Archive for June, 2022

Studies reveal downsides of not meeting in person

At the onset of the pandemic-driven quarantine in March of 2020, Stat-Ease closed its office and never looked back. We all began working out of our homes and Stat-Ease training shifted from traditional classroom to distance-based presentation.

Being on a relaxed work schedule (60% time) at my ‘highly experienced’ career stage, this worked out wonderfully for me. Though I really miss the vibrancy of in-person meetings and teaches, this is far outweighed by the convenience of working at my summer or winter homes, or anywhere in between.

Earlier this month Elon Musk bluntly told his employees to return to office or ‘pretend to work’ elsewhere. In more diplomatic fashion, many other employers have already done the same. Aside from the obvious control issues, they may be on to something. According to recent experiments, collaboration at a distance cannot achieve the same results as a traditional in-person work environment.

“Remote work is no longer acceptable… If you don’t show up, we will assume you have resigned.”

– Elon Musk in an emailed pronouncement to Tesla employees.

For example, on April 27th Nature published findings that Virtual communication curbs creative idea generation. Researchers from the Columbia Business School paired up hundreds of engineers in five different countries in two different groups, randomly assigning half of the pairs to work together in person and the other half to work together in separate, identical rooms using videoconferencing. The teams of two were then tasked with brainstorming—one group (300) coming up with creative ways to manipulate a Frisbee and the other (334) working out alternative uses for bubble wrap. Ultimately, pairs who met in person came up with about 17 percent more ideas than those meeting remotely (Zoom).

Another experiment reported in April by found that Emails and texts in lieu of conversation could negatively affect performance on higher-level job tasks. Study participants who teamed up with a partner in person produced 19 percent fewer errors on a work task than those who could only communicate by text.

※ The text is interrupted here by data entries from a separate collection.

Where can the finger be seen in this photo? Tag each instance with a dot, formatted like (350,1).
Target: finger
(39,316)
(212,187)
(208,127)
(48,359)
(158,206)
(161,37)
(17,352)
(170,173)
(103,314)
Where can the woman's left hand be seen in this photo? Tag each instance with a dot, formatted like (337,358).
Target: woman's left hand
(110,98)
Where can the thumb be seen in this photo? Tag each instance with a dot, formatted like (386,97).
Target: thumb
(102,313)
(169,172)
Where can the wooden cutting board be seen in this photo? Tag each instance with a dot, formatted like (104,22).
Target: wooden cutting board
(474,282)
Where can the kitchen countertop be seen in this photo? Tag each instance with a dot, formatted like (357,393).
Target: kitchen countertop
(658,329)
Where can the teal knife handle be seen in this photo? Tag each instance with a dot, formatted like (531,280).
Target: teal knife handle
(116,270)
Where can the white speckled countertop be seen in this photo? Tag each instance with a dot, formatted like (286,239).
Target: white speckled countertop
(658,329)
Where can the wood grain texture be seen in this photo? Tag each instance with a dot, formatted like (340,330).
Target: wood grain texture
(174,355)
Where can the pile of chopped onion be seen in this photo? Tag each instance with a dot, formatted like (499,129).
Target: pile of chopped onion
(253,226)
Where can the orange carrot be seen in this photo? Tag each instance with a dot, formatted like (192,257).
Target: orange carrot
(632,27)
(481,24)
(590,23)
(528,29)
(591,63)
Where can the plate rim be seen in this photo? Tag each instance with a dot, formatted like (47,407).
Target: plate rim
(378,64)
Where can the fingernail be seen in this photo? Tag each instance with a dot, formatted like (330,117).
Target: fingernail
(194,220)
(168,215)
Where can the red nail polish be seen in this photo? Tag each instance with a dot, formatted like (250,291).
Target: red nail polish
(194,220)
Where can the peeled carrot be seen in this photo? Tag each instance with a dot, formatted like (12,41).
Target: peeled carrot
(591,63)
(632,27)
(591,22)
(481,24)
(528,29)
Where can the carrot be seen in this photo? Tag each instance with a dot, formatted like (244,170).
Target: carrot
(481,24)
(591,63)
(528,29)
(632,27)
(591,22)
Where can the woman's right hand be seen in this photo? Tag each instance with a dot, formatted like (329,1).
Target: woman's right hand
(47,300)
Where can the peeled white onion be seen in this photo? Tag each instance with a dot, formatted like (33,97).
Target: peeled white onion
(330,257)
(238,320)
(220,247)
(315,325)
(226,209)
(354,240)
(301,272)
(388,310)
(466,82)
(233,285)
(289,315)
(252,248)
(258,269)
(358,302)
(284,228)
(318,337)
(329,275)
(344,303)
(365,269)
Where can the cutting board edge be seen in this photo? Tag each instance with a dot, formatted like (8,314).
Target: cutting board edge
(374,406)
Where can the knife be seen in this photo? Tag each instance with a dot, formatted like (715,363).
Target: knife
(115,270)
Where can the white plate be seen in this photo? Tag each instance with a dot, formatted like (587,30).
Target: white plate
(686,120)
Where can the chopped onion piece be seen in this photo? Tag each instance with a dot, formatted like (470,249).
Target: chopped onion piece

Furthermore, a survey of nearly 2000 office workers conducted in early 2021 (when most remained at home due to the pandemic) revealed that 70% experienced some form of mixed-up messaging from their colleagues due to having to do so at a distance. Managers fared the worst (which explains why so many have mandated a return to the office!). For statistical details, see The Digital Communication Crisis.

Given all these issues dealing with the aftermath of the pandemic on office work, I am very happy with my pivot back to a purely technical role after many years as the chief Stat-Ease business administrator. Having no supervisory responsibility for existing or new hires (tricky trying to train at a distance!), I am fine with the array of digital communication tools at my fingertips—Teams, Zoom, Slack, Outlook and all.

Just a bit lonely…

PS An ongoing attempt to work around being physically present makes use of ever developing tools for the metaverse. Based on reports of being Lost and Confused in the Virtual, Immersive World, I am skeptical that this will provide any added value anytime soon. More interesting to me is the advent of holographic meetings a la the WebEx service reviewed on June 1 here. This holds promise as an antidote to Zoom fatigue.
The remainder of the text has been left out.